Apretó con más fuerza su copa, esperando encontrarla de un momento a otro [¿Dónde?].Avanzaba por el salón, y con cada paso, el corazón latía más fuerte. Habían sido 7 largos años de no verla.Y le dolía recordar en qué condiciones se separaron. Estaría enojada aún? Él sabrá hacerse perdonar. Se sabía irresistible, y daba por descontado que seguía enamorada de él.
Le explicaría, y ella entendería. Siempre lo había entendido. Se sentía tan sorprendido… La había buscado en tantas personas, había sido tan necio de no querer admitir que no podría amar a nadie más. Había tenido miedo… Pero ya no más. Ella podría entenderlo. Lo entendería, lo perdonaría, y lo amaría. Y é se lo compensaría. La haría feliz. Ya no se callaría lo que tantas veces quiso admitir. Pero la cobardía… [Lo siento tanto, amor]
¿Cómo estaría ella ahora? ¿Qué tanto habría cambiado su rostro?Ese rostro con el que había soñado todas las noches desde esa única vez. Y su olor… No lo había encontrado en nadie más.
Sabía que estaba ahí. Y sus ojos recorrían cada rincón del salón, buscándola. Si al menos supiera de qué color iba vestida.
Caminaba como entre sueños, pero era imposible hacerlo diferente.
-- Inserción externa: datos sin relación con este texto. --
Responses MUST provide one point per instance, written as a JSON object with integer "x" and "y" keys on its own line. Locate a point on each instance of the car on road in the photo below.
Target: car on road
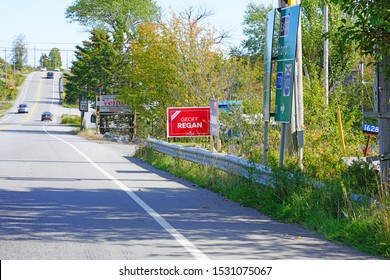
{"x": 22, "y": 108}
{"x": 46, "y": 116}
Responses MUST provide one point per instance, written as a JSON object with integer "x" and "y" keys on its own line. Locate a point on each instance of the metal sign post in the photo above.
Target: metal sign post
{"x": 285, "y": 77}
{"x": 267, "y": 78}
Recordó lo bien que se había sentido al abrazarla. Estirar la mano y sentirla al otro lado de la cama. Estar piel con piel. [Y susurrá su nombre]
Ahora se sentía listo para estar con ella. Ahora, nada le impedía ser para ella. Nada lo detendría. Y con un poco de suerte, tendrían familia.Se ilusionó sólo de imaginarla embarazada.Atrás habían quedado sus años locos, y era el tiempo justo para sentar cabeza.
De pronto, todo su cuerpo se tensó. El corazón quería salirse de su pecho. Se contuvo para no correr hacia donde estaba.[Ella!] Entre un grupo de amigas, charlando animadamente. No alcanzaba a oír lo que platicaban, pero parecía ser algo agradable.
Se detuvo a admirar el cuadro. Todas sonreían, y ella tenía el cuerpo relajado. Estaba de espaldas a él, pero alcanzó a ver su cara. Era sorprendente lo maravillosa que lucía. Sus labios delgados y definidos, tenían esa sonrisa que lo contagiaba. Y él sonrió. Ahí estaba. Tan al alcance de su mano. La tomaría del talle y la invitaría a bailar. Nunca habían bailado antes. Sería esa su primera vez. La primera de muchas veladas románticas.
Jamás volvería a estar sin ella. Jamás.
Y fue recorriendo esa imagen lentamente… Esa imagen tan querida, y tan añorada.
Estaba asombrado de lo bien que se veía. Llevaba un vestido corto, y sus piernas eran más largas de lo que recordaba [rodeando su espalda]. Y estaban más firmes, bronceadas y de perfectas proporciones. Fue subiendo un poco, y aunque estaba delgada, su talle ya no era tan fino como antes. No pudo evitar sentir alivio, porque él ya no era el mismo. Aún así , le parecía que lucía divina, con ese brillo especial en la mirada.
Se fue acercando más, … estaban tan cerca ahora. Tan cerca, que casi podía susurrarle: “Yo también te amo”. Y la vida que le esperaba se le antojó dichosa. Con ella. Su mujer.
Hasta que algo pasó. Mientras se rompía el cristal de la copa que resbaló de sus dedos [inertes], ella giraba su cuerpo [lentamente]…y en su vientre se dibujaba la luna llena de perfil. Inalcanzable ya, caminó a su lado, sin notarlo siquiera. Y observó cómo se alejaba, su único amor [su última esperanza].